Chloe just scoffs. “Best and worst time of my life. At least I got Gabe out of the nightmare.”

She ended up marrying her rescuer afterwards. Now the two of them and his little girl live together in Jacksonville. I make a mental note to go visit them the next time I can now that we’re so close.

“You never know, maybe you’ll meet a guy there,” she says.

I roll my eyes at the seat in front of me. “Not a chance.”

I don’t have any plans to date, but maybe I can finally relax, finish school, and make friends again. Find some way to put together the tatters of my old life.
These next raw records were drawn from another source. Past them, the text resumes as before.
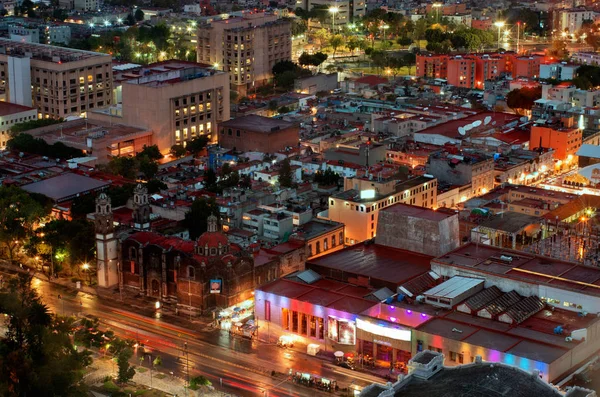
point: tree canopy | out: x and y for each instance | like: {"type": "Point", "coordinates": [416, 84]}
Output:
{"type": "Point", "coordinates": [28, 144]}
{"type": "Point", "coordinates": [37, 356]}
{"type": "Point", "coordinates": [521, 100]}
{"type": "Point", "coordinates": [196, 219]}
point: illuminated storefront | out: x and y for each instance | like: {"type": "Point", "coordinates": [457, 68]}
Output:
{"type": "Point", "coordinates": [382, 342]}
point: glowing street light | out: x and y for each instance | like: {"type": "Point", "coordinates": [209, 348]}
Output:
{"type": "Point", "coordinates": [333, 10]}
{"type": "Point", "coordinates": [437, 11]}
{"type": "Point", "coordinates": [500, 25]}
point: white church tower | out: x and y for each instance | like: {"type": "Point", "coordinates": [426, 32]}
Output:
{"type": "Point", "coordinates": [106, 243]}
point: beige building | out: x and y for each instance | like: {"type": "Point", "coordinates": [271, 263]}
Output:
{"type": "Point", "coordinates": [11, 114]}
{"type": "Point", "coordinates": [247, 47]}
{"type": "Point", "coordinates": [178, 101]}
{"type": "Point", "coordinates": [345, 12]}
{"type": "Point", "coordinates": [358, 206]}
{"type": "Point", "coordinates": [57, 81]}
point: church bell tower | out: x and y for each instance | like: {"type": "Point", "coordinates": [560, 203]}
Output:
{"type": "Point", "coordinates": [106, 243]}
{"type": "Point", "coordinates": [141, 208]}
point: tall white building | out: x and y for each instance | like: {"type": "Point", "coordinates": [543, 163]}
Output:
{"type": "Point", "coordinates": [341, 12]}
{"type": "Point", "coordinates": [571, 20]}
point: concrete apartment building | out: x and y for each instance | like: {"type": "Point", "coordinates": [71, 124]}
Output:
{"type": "Point", "coordinates": [463, 169]}
{"type": "Point", "coordinates": [246, 47]}
{"type": "Point", "coordinates": [11, 114]}
{"type": "Point", "coordinates": [347, 11]}
{"type": "Point", "coordinates": [571, 20]}
{"type": "Point", "coordinates": [257, 133]}
{"type": "Point", "coordinates": [177, 100]}
{"type": "Point", "coordinates": [57, 81]}
{"type": "Point", "coordinates": [359, 204]}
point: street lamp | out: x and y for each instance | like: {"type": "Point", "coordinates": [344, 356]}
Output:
{"type": "Point", "coordinates": [437, 11]}
{"type": "Point", "coordinates": [333, 10]}
{"type": "Point", "coordinates": [500, 25]}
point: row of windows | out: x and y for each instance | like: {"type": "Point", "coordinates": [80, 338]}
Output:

It may not be perfect, but it will be mine. And it is time I take my life back. It is time I have any life at all. Eventually I know I will have to face my family and my faults, but before I do that, I know I have to come to terms. Perhaps Nassau is just what I need to lay those demons to rest.

The thought is comforting as the bus pulls into the depot across the street from a gently lapping lake in a pewter blue. Even if I can’t make this paradise my temporary home, I can at least enjoy the brief respite from traveling. What could be better for that than some Florida sunshine? That’s one thing I missed from living in Miami. The constant sun. So much of the past few years had been spent in gray, dreary places.

Sucking the marrow from life was one seed that had been borne from tragedy and grief. I promise myself every day that I will take joy from anything and everything that I can. Life is, as they say, way too short not to enjoy every moment of it.

“I’m getting off the bus now,” I tell Chloe. “I’m going to try and find a place tonight and get settled. I’ll call you as soon as I can and we’ll make a date.”

“I’m going to hold you to that!” Chloe says. “Miss your face.”

“Miss you, too. Thanks again, for recommending me to your friend about the job and everything. If I haven’t already said it enough.”

“No need to keep saying it. That’s what friends are for. Don’t forget to call me!”

“I will. I’ll talk to you soon.”

“Later,” she says.

I tuck my phone into my pocket and grab my bags down from the empty seat next to me—two well-worn duffels I'd gotten from a second hand store. They held the outfits I'd grabbed in a hurry. Four pairs of jeans, two pairs of shorts, one pair of capris. Three T-shirts, two tank tops, two long sleeves. None too dressy, nothing like I used to wear. All serviceable and in semi-good repair.

The verdant air wafts through the bus the moment the doors open. I have to steel myself against the scent of pine as it throws me back into the memories of that night. After a few breaths, I manage to calm myself and try to enjoy the warm air. It lifts my long blonde hair and whips it around my face and shoulders. I’d grown it out in the years since I left Miami, allowing my shoulder-length hair to grow down past my waist. Not to mention I wore it like a shield. I’ll never forget the feeling of his voice as it curled around my neck, the scruff of his beard on my bare nape. The mere thought of it makes me shiver and glance around the occupants who dawdle as they disembark, oblivious to my sudden bout of paranoia.